Moving Data between the Host and VM:
By default, a VM owns its drive and doesn’t display drives from the host OS. Similarly, the VM drive can’t be accessed from the host OS.
However, there are some methods to exchange data between the host OS and the VM:
Method #1: Using Shared Directories: In VMWare Workstation, you can navigate to VM -> Settings -> Options -> Shared Folders and add the paths of the directories you aim to access in the VM.
Method #2: Using USB Devices: If you insert a USB device, it will be available in the host OS by default and won’t be visible in the VM. To use the USB device in the VM, go to VM -> Removable Devices, hover over the USB device, and click “Connect” to disconnect it from the host. The USB device will then be accessible in the guest OS (VM) but won’t be accessible on the host machine. To make the USB device available again on the host machine, reverse the action.
Benefits of Virtualization:
As an individual who has worked in the storage domain and tested disaster recovery products for several years, I am a fervent supporter of virtualization because:
- Virtualization facilitates the establishment of a fully functional and cost-effective test lab, which would otherwise be difficult to create.

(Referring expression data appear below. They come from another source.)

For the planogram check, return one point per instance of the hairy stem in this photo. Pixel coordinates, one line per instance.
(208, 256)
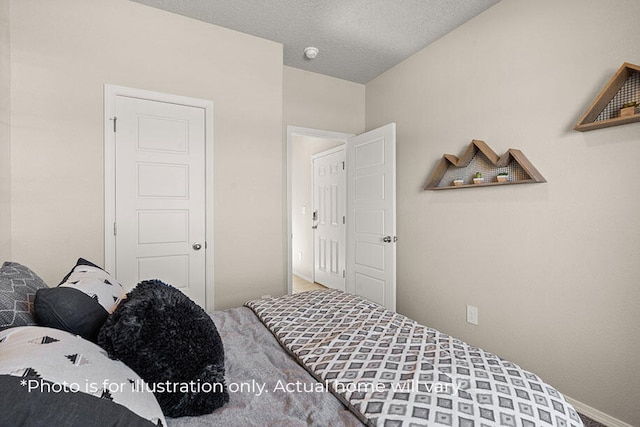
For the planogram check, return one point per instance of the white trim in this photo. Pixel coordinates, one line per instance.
(595, 414)
(315, 133)
(110, 93)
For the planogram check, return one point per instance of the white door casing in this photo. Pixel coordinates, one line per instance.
(371, 216)
(329, 205)
(160, 201)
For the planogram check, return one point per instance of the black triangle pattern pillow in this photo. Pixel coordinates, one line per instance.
(81, 303)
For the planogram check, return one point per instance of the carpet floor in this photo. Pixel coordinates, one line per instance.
(588, 422)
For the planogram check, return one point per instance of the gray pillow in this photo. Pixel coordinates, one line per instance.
(18, 286)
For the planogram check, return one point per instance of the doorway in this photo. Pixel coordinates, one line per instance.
(370, 211)
(302, 144)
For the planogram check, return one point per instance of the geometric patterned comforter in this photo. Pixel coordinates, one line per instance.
(391, 371)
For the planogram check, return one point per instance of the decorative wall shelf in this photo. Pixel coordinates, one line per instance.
(605, 111)
(478, 157)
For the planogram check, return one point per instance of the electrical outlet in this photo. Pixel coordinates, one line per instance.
(472, 314)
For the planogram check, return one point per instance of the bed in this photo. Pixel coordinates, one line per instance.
(316, 358)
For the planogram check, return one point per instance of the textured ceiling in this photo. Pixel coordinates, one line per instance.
(358, 39)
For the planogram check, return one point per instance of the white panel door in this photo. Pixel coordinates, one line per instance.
(329, 188)
(160, 194)
(371, 215)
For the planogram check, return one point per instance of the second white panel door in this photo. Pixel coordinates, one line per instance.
(160, 194)
(329, 204)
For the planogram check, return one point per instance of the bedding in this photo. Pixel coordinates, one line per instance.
(262, 379)
(82, 301)
(390, 370)
(318, 358)
(49, 377)
(18, 287)
(168, 339)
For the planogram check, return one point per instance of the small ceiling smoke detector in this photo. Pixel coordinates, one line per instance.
(311, 52)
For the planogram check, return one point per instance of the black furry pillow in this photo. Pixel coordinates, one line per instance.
(173, 344)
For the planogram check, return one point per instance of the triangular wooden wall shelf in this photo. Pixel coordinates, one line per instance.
(623, 87)
(478, 157)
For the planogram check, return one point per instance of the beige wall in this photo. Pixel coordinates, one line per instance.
(553, 268)
(63, 53)
(5, 153)
(319, 102)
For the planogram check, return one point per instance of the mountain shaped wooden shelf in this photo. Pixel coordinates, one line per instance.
(607, 109)
(478, 157)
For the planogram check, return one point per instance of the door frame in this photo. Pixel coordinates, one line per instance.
(343, 258)
(293, 131)
(110, 94)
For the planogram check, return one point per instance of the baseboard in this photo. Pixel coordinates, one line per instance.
(596, 415)
(303, 276)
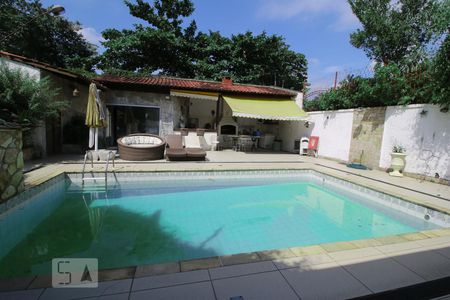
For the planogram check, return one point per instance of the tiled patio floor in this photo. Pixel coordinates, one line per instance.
(319, 272)
(335, 275)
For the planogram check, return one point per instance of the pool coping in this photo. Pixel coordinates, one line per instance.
(139, 271)
(44, 281)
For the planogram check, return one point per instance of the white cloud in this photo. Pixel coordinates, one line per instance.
(332, 69)
(314, 61)
(305, 9)
(91, 35)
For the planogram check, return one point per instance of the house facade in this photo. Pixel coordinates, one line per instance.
(161, 105)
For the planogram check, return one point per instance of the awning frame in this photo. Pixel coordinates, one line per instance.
(297, 113)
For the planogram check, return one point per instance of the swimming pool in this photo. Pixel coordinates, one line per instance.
(142, 218)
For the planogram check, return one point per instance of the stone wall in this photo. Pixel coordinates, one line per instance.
(11, 159)
(367, 136)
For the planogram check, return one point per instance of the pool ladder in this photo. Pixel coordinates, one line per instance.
(97, 155)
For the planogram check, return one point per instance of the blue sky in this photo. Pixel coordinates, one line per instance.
(319, 29)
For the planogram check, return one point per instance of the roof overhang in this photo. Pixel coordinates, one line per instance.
(195, 94)
(266, 109)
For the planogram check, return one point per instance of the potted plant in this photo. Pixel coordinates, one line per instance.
(398, 156)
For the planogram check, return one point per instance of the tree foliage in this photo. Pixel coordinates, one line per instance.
(168, 45)
(398, 31)
(440, 74)
(26, 29)
(402, 36)
(31, 100)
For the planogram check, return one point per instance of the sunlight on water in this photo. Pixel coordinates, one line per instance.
(161, 222)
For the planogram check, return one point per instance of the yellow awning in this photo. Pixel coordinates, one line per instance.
(267, 109)
(195, 94)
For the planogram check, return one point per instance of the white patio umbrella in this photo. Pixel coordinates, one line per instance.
(95, 115)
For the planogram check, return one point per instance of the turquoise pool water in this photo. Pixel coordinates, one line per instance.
(170, 220)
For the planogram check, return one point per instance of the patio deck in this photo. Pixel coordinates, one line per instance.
(334, 271)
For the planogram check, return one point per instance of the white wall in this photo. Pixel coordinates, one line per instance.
(334, 129)
(426, 138)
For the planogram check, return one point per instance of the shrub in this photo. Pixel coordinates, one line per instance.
(32, 100)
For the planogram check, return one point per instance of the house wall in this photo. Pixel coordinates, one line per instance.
(367, 134)
(77, 107)
(31, 71)
(345, 133)
(201, 109)
(333, 128)
(170, 107)
(425, 136)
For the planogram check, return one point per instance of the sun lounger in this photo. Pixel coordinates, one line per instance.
(176, 151)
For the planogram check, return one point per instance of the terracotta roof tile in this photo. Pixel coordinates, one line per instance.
(196, 85)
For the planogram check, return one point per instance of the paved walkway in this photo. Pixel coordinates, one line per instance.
(334, 272)
(334, 275)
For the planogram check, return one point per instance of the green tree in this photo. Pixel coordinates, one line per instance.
(398, 31)
(26, 30)
(441, 75)
(163, 46)
(171, 46)
(31, 100)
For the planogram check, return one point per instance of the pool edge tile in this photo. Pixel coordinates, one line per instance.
(200, 264)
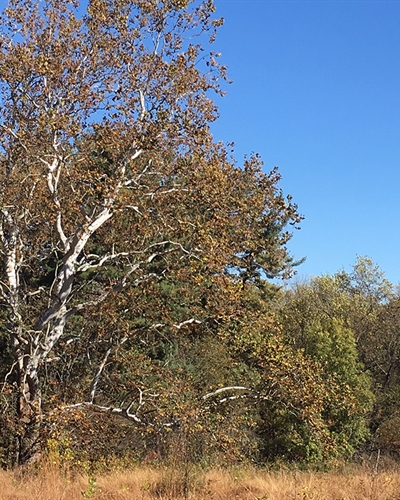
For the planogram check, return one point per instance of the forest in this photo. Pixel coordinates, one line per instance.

- Features like cloning, snapshots, and migration make it easy to create copies, revert to a clean setup, and transfer virtual machines. This leads to faster server provisioning and increased uptime.
- Virtualization aids in conserving space, energy, and resources.
However, it’s vital to bear the following points in mind:
- If you need to save multiple VM images, you will need extra storage space, such as a NAS (Network Attached Storage) box.
- Despite VMware offering high availability features, the guest OS might still require a reboot.
- If you’ve deployed VCenter, there are limitations on the maximum number of hosts, virtual machines, and registered virtual machines.
- In cluster and resource pool configurations, there are restrictions on the number of hosts and virtual machines.
In summary, virtualization enables flexible hardware deployment and configuration and is an integral skill for succeeding in professional tasks.
What are your thoughts? Do you utilize VMWare or any other virtualization software? Share your tips and tricks with us.